Created 10-11-2017 04:07 AM
My usecase is to perform interactive analytics on top of the log data (json format) stored in HDFS and in HIVE table(TEXTFILE format). We have around 30 million records and the size of the dataset is around 60 GB. Since Tez is the default query engine for my hive version, i expected the query results should be faster enough, but the response time for even count() also took around 30 seconds. What would be best practice or recommendation for performing interactive log analytics using HIVE? Do I need to use HIVE table with RC/ORC format rather than TEXT.? My customer comparing the query response time with RDBMS in this case. Appreciate your suggestion on approach/solution to satisfy my usecase. Thanks!!!
Created 10-11-2017 07:28 AM
Try collecting the statistics for the table both at table level and column level. Then, try running the queries.
Use of stats should improve the performance.
Created 10-12-2017 10:49 AM
Thanks for your response. Is it possible to minimize the response time by converting my table in ORC or Parquet format.?

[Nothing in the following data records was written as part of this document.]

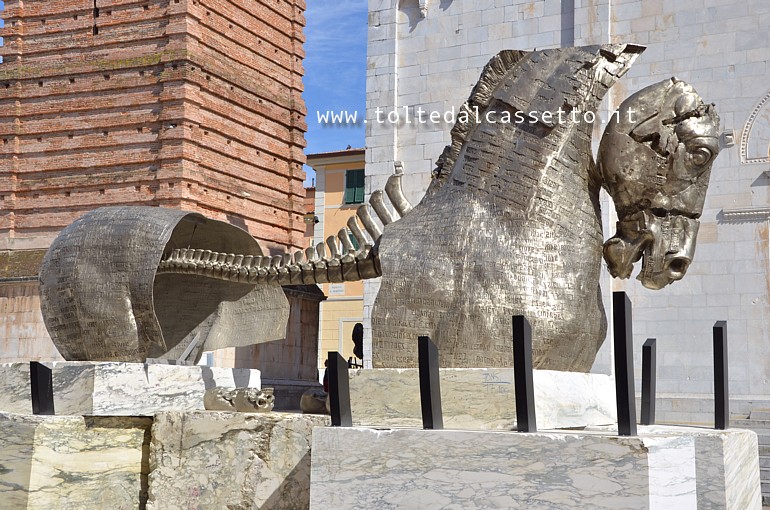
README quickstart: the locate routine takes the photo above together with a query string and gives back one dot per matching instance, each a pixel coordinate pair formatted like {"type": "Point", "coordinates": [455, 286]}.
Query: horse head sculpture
{"type": "Point", "coordinates": [510, 225]}
{"type": "Point", "coordinates": [655, 161]}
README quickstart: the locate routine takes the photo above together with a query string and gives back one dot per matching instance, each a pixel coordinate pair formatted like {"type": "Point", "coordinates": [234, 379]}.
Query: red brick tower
{"type": "Point", "coordinates": [192, 104]}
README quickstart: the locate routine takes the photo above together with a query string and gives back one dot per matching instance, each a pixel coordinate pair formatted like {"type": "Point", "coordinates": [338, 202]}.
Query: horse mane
{"type": "Point", "coordinates": [481, 95]}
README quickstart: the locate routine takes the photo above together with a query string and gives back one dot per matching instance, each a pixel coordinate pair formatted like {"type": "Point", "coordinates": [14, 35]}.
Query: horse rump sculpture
{"type": "Point", "coordinates": [510, 224]}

Created 10-11-2017 09:19 AM
Technically you cant compare RDBMS with Hive atleast for now. Once way of doing it capture stats of the table in the hive properties through you can see improvement in performance. If you wanted to do analysis on column then you may have to run
Analyze table dbname.tblname partition compute statistics for columns column_name;
By performing column statistics you can experience a better performance. Hive works well in terms of large computing for which it is specifically designed. But comparing with RDBMS is like comparing apples with oranges. Hope it helps!
Created 10-12-2017 10:48 AM
Thanks for your reply. Yes true, we cannot compare with RDBMS as both HIVE and RDBMS meant for different purposes. However, it is evident that HIVE is still handful for batch analytics but not for interactive.(atleast for now)
Created 10-12-2017 11:36 AM
Please refer to below link which gives some performance comparison between ORC and text:
https://community.hortonworks.com/articles/69375/orc-columnar-format-vs-row-for-hive-tables.html
Created 10-12-2017 04:15 PM
Thanks much
Created 10-13-2017 10:20 PM
Hello @Saravanan Ramaraj In response to an earlier question I would say "yes" to converting your JSON log data to ORC if the logs are not complex data structures which can vary. unlike @Bala Vignesh N V
I have had positive experiences comparing an ORC file of > 1 billion rows with it's equivalent RDBMS (Teradata) version. ORC's reponse of 20-30 seconds was judged to be "competitive" LLAP would make this even better. I'm a big fan of ORC.